Environmental health officers (EHOs) are in chronic short supply. A survey conducted by the BBC earlier this week highlighted that there are now more than 700 vacancies for EHOs across the country and that nearly two-thirds of local authorities admit their environmental health departments are seriously understaffed.
This is a grave problem, which is forcing local authorities to slash the number of random spot checks their officers make on restaurants and catering outlets. While this might be welcomed by some operators, it could have serious implications for the eating-out market, particularly if the lack of policing leads to a rise in food-poisoning cases and Joe Public loses confidence in dining out of the home.
Of course, following the Government's latest plans for EHOs to police liquor licensing and the partial ban on smoking, the burden on an already overstretched workforce is set to get far worse.
Clearly, the Government needs more officers on the ground. It should act now to help the service recruit and retain more staff, otherwise it will not be able to police its new laws, let alone maintain public safety.
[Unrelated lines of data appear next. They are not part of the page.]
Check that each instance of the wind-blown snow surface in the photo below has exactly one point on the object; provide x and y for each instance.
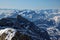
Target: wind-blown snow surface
(9, 31)
(48, 19)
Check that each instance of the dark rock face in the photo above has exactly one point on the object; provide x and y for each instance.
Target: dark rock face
(24, 24)
(19, 36)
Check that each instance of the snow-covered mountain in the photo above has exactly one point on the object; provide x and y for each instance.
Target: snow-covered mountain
(37, 24)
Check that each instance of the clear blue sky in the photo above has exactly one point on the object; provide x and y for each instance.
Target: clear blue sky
(30, 4)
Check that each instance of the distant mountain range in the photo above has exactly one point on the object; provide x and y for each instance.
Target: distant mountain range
(35, 24)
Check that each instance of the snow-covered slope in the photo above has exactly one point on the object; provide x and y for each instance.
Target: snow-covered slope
(39, 24)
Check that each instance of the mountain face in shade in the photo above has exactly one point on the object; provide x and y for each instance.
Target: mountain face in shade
(30, 24)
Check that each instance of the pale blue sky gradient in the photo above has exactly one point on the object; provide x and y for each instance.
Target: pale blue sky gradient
(30, 4)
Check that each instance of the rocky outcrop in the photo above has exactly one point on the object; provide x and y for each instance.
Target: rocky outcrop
(12, 34)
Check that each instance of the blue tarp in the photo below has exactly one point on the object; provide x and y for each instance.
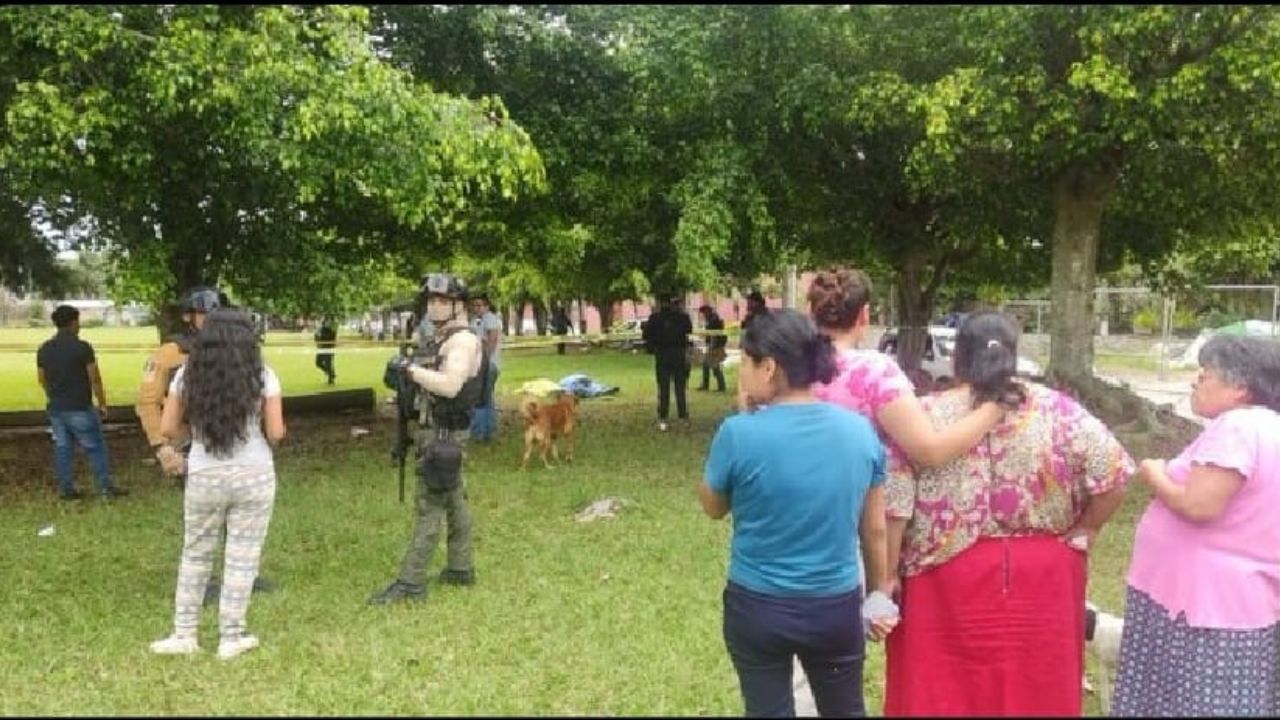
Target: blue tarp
(584, 386)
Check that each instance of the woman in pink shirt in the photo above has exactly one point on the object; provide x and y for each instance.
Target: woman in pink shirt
(871, 382)
(1202, 611)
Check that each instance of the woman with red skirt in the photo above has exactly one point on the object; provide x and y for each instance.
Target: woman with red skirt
(992, 547)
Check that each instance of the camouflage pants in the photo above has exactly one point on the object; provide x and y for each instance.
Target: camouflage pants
(437, 511)
(241, 500)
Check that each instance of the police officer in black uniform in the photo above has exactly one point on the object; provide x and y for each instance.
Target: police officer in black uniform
(449, 387)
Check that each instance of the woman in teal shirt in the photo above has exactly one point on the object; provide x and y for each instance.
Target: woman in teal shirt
(803, 479)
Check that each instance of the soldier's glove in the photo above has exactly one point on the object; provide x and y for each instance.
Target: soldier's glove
(170, 461)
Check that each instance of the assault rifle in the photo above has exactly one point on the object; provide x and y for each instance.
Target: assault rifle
(396, 378)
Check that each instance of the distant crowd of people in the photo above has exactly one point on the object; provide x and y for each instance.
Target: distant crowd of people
(956, 527)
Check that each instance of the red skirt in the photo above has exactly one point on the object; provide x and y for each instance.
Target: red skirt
(996, 630)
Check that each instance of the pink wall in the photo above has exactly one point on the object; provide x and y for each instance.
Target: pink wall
(732, 311)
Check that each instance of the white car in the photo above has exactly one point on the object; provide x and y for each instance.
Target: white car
(940, 354)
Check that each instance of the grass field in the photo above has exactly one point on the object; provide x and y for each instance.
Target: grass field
(611, 618)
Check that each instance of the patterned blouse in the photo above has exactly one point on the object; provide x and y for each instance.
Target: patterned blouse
(1032, 475)
(865, 382)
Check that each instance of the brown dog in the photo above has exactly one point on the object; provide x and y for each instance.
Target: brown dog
(544, 423)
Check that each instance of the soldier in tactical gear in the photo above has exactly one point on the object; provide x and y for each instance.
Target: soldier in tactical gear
(159, 370)
(449, 387)
(158, 374)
Talking of which, in this issue we also highlight changes to the food hygiene laws.
From 1 January 2006, not only will catering businesses be required to have a food safety management system based on HACCP (hazard analysis, critical control points), as is currently the case, but they will also be expected to document what they do to produce food that is safe to eat.
This additional requirement is significant for the industry, and while many conscientious operators might already have such a system established, there will be some that don't.
Also new is a procedure enabling officials to close kitchens on the spot without recourse to the courts - controversial stuff.